It’s hard to get nit-picky about a team that is currently second in the Premier League standings, but there are some things that Tottenham could be doing better.
Slowly over the course of the season so far, Mauricio Pochettino has been tweaking things and making subtle changes.
Most of these have been attempts to make sure Tottenham’s strongest players are properly rested, and let some of the bench players have their chance to make a case for larger roles in the squad.
There are some more significant changes that Pochettino can implement that might allow Tottenham to be more competitive through the final stretch of the season.
Work with width
This Tottenham team is explicitly designed to operate through the center of the pitch. It is through that narrow path just in front of the opposition’s goal where the best shots possible can come from, and consequently it’s where a lot of Tottenham’s attackers find themselves drifting toward when in possession. Each of the attacking three midfielders – most often Dele Alli, Christian Eriksen and Erik Lamela – all specialize in keeping things tight.
On occasion, it’s been necessary to flip that script. Pochettino will usually use either Nacer Chadli on the left wing or Kieran Trippier at right-back when he feels an opponent would be particularly vulnerable to width. Generally speaking, it’s a tactic that worked. And it should be pressed on with.
Chadli, in particular, could be a good source of goals when needed. He might not always fit into Pochettino’s overall plans as much as Dele Alli (the player he would be replacing should he start or come on from the bench), but he is undeniably potent when he’s in form. Even if he’s just brought into the fold to stretch out particularly stubborn defences – like, say, Crystal Palace’s on Sunday – he could prove a decisive participant.
Get the best out of Heung-min Son
The South Korean began his life at Tottenham with three goals and two games, though he hasn’t been able to sustain that form.

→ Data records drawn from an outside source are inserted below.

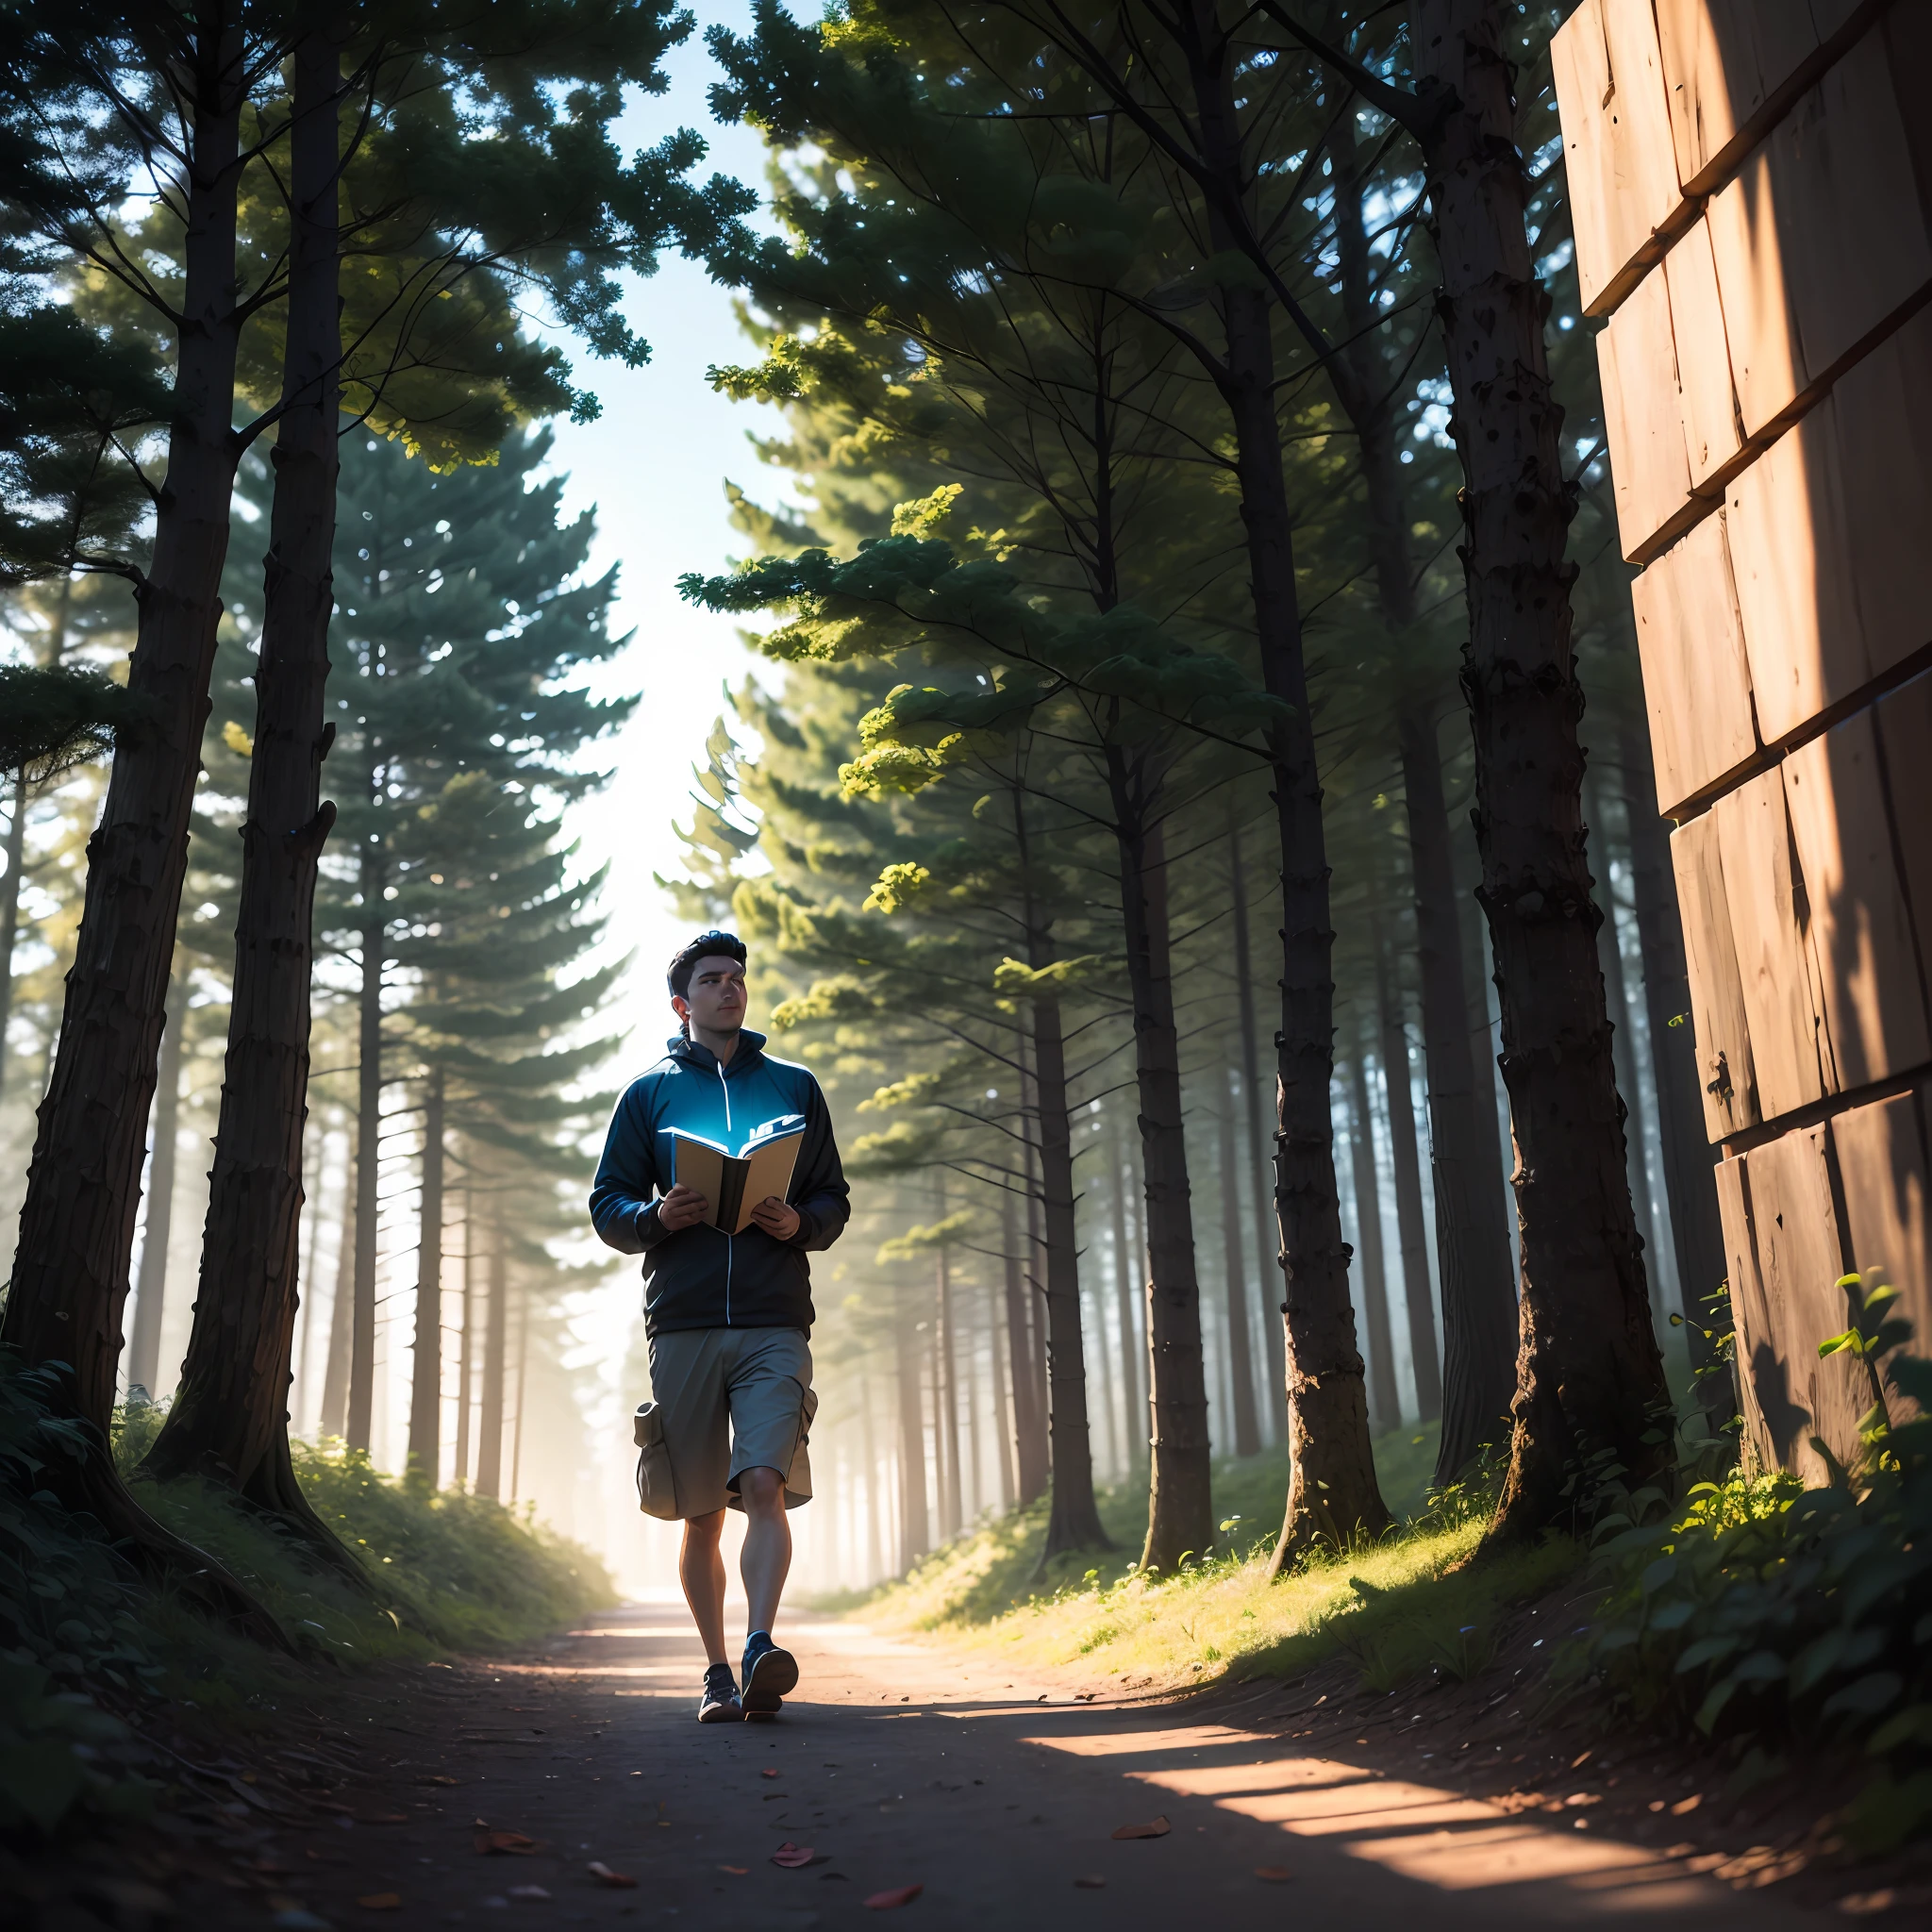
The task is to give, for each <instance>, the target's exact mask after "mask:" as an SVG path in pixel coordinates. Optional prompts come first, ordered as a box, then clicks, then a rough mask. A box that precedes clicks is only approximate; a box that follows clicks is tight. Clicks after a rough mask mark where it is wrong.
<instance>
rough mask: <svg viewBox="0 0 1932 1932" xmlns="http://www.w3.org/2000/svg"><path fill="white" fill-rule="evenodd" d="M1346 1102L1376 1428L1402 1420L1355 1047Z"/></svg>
mask: <svg viewBox="0 0 1932 1932" xmlns="http://www.w3.org/2000/svg"><path fill="white" fill-rule="evenodd" d="M1349 1101H1350V1109H1352V1113H1354V1134H1352V1136H1350V1153H1352V1161H1354V1225H1356V1240H1358V1250H1356V1260H1358V1262H1360V1264H1362V1267H1360V1281H1362V1325H1364V1327H1366V1329H1368V1414H1370V1422H1372V1424H1374V1428H1378V1430H1393V1428H1397V1426H1399V1424H1401V1420H1403V1403H1401V1397H1399V1395H1397V1393H1395V1343H1393V1337H1391V1335H1389V1277H1387V1267H1385V1262H1383V1252H1381V1186H1379V1182H1378V1180H1376V1117H1374V1113H1372V1111H1370V1103H1368V1057H1366V1053H1364V1049H1362V1047H1360V1045H1356V1051H1354V1053H1352V1055H1350V1057H1349Z"/></svg>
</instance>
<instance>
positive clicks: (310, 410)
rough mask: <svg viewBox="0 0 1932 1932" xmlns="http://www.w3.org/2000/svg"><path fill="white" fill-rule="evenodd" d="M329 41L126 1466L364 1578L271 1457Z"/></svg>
mask: <svg viewBox="0 0 1932 1932" xmlns="http://www.w3.org/2000/svg"><path fill="white" fill-rule="evenodd" d="M340 85H342V77H340V60H338V50H336V39H334V37H332V33H330V31H328V29H327V27H321V25H311V29H309V31H305V33H303V35H301V39H298V41H296V50H294V116H292V122H290V216H292V243H290V288H288V336H286V350H284V363H282V419H280V423H278V425H276V444H274V498H272V504H270V514H269V556H267V570H265V578H263V626H261V655H259V659H257V667H255V746H253V752H251V755H249V786H247V817H245V819H243V825H241V904H240V912H238V918H236V970H234V1003H232V1007H230V1016H228V1059H226V1072H224V1080H222V1101H220V1124H218V1128H216V1134H214V1167H213V1171H211V1175H209V1217H207V1225H205V1233H203V1240H201V1285H199V1293H197V1296H195V1325H193V1331H191V1335H189V1343H187V1358H185V1360H184V1364H182V1385H180V1389H178V1391H176V1397H174V1406H172V1408H170V1410H168V1420H166V1422H164V1424H162V1430H160V1435H158V1437H156V1439H155V1447H153V1449H151V1451H149V1453H147V1461H145V1463H143V1472H145V1474H151V1476H160V1478H168V1476H185V1474H197V1476H201V1478H205V1480H209V1482H220V1484H226V1486H230V1488H234V1490H236V1492H238V1493H240V1495H243V1497H245V1499H247V1501H251V1503H255V1505H257V1507H259V1509H265V1511H270V1513H272V1515H276V1517H278V1519H282V1522H284V1524H286V1526H288V1528H290V1530H294V1532H296V1534H298V1536H299V1538H301V1540H303V1544H305V1546H307V1548H309V1551H311V1553H317V1555H321V1557H323V1559H325V1561H327V1563H330V1565H332V1567H334V1569H336V1571H340V1573H342V1575H346V1577H348V1578H350V1580H354V1582H357V1584H361V1586H363V1588H367V1577H365V1571H363V1567H361V1565H359V1563H357V1561H355V1557H354V1555H350V1551H348V1549H344V1548H342V1544H340V1542H338V1540H336V1536H334V1532H332V1530H330V1528H328V1526H327V1524H325V1522H323V1520H321V1517H317V1515H315V1511H313V1509H311V1507H309V1503H307V1497H305V1495H303V1493H301V1486H299V1484H298V1482H296V1468H294V1463H292V1461H290V1449H288V1391H290V1381H292V1350H294V1339H296V1308H298V1277H299V1271H301V1200H303V1163H301V1138H303V1126H305V1122H307V1113H309V1109H307V1090H309V983H311V968H313V952H315V937H313V910H315V879H317V860H319V858H321V850H323V840H325V838H327V837H328V827H330V825H332V823H334V817H336V808H334V806H332V804H323V802H321V775H323V759H325V757H327V755H328V744H330V740H332V738H334V726H332V725H327V723H325V721H323V690H325V686H327V682H328V614H330V611H332V603H334V599H332V585H334V576H332V570H330V553H332V549H334V529H336V415H338V392H340V363H342V327H340V303H338V255H336V245H338V226H340V224H338V216H336V193H338V172H340V137H338V131H336V106H338V93H340Z"/></svg>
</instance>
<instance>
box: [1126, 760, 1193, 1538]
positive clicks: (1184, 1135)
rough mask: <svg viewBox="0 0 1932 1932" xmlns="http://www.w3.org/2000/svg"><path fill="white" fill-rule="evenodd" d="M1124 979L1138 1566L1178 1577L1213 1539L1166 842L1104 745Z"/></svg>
mask: <svg viewBox="0 0 1932 1932" xmlns="http://www.w3.org/2000/svg"><path fill="white" fill-rule="evenodd" d="M1107 769H1109V779H1111V782H1113V794H1115V798H1113V810H1115V827H1117V835H1119V848H1121V902H1122V912H1124V923H1126V978H1128V993H1130V997H1132V1003H1134V1074H1136V1086H1138V1092H1140V1157H1142V1167H1144V1175H1146V1182H1144V1196H1146V1202H1148V1273H1150V1279H1148V1372H1150V1401H1148V1410H1150V1416H1151V1445H1150V1449H1151V1468H1150V1484H1148V1538H1146V1544H1144V1546H1142V1553H1140V1567H1142V1571H1150V1569H1157V1571H1161V1573H1163V1575H1173V1571H1175V1569H1177V1567H1179V1565H1180V1559H1182V1557H1184V1555H1188V1553H1190V1551H1192V1553H1194V1555H1196V1557H1204V1555H1208V1549H1209V1548H1211V1544H1213V1536H1215V1528H1213V1493H1211V1488H1209V1472H1208V1455H1209V1443H1208V1381H1206V1364H1204V1360H1202V1298H1200V1283H1198V1281H1196V1277H1194V1209H1192V1204H1190V1200H1188V1148H1186V1132H1184V1128H1182V1124H1180V1043H1179V1037H1177V1034H1175V981H1173V960H1171V956H1169V935H1167V842H1165V837H1163V833H1161V825H1159V821H1153V823H1150V810H1151V808H1150V800H1146V798H1144V796H1142V794H1140V781H1138V779H1136V777H1130V773H1128V765H1126V757H1124V755H1122V753H1121V752H1119V750H1117V748H1111V746H1109V752H1107Z"/></svg>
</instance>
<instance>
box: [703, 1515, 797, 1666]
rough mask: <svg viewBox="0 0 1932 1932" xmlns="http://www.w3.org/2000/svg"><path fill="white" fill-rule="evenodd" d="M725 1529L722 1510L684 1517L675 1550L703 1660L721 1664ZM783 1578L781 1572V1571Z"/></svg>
mask: <svg viewBox="0 0 1932 1932" xmlns="http://www.w3.org/2000/svg"><path fill="white" fill-rule="evenodd" d="M723 1528H725V1511H723V1509H715V1511H711V1515H709V1517H686V1519H684V1544H682V1548H680V1549H678V1582H680V1584H684V1602H686V1604H688V1605H690V1609H692V1623H696V1625H697V1634H699V1638H703V1646H705V1663H725V1662H728V1660H726V1654H725V1553H723V1551H721V1549H719V1532H721V1530H723ZM781 1577H782V1573H781Z"/></svg>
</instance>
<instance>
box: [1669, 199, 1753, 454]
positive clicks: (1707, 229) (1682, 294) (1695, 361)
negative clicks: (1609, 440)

Part of the reason behind this was an injury he picked up shortly after his debut, one that kept him out of contention for nearly two months. The Tottenham team he came back into had already established Alli, Eriksen and Lamela as starters, so he wasn’t going to necessarily usurp any of their positions any time soon.
Son has been brought into the starting XI as Pochettino rested Lamela, though he hasn’t exactly thrived. While he’s in theory capable of playing anywhere in the attack, it’s clear that the right side is not his preferred side.
He made this especially clear on Sunday, where he worked primarily through the middle, connecting with Josh Onomah and Alli and generally proving himself to be especially adept at coordinating and driving plays from a more central position.
Pochettino will no doubt have taken a note, but he might be reluctant to switch Son to the middle considering he just did the same for a struggling Eriksen. Depending on the opposition or the situation, it would be very advisable for Pochettino to see just what Son can do with regular minutes in that area.
Crowd the midfield
There’s a lot that stands between Tottenham and the end of the season. Arsenal in early March stands out as the toughest contest, but matches against Manchester United, Chelsea, Liverpool and Southampton won’t be simple affairs either.
Grinding out results in those matches will be absolutely vital. Beyond making match-specific changes, Pochettino might find some benefit in playing one of his attacking midfielders in a deeper, more creative role.
This has been tried before this season to good effect. Adding an extra man in the center of the pitch makes defending against counter-attacks easier while simultaneously creating another pathway through which the team can keep possession. It might not be as direct an attacking scheme as the one Tottenham have thrived on all season, but now that every result seems to matter more and more it might be better to keep things tighter in the center of the park.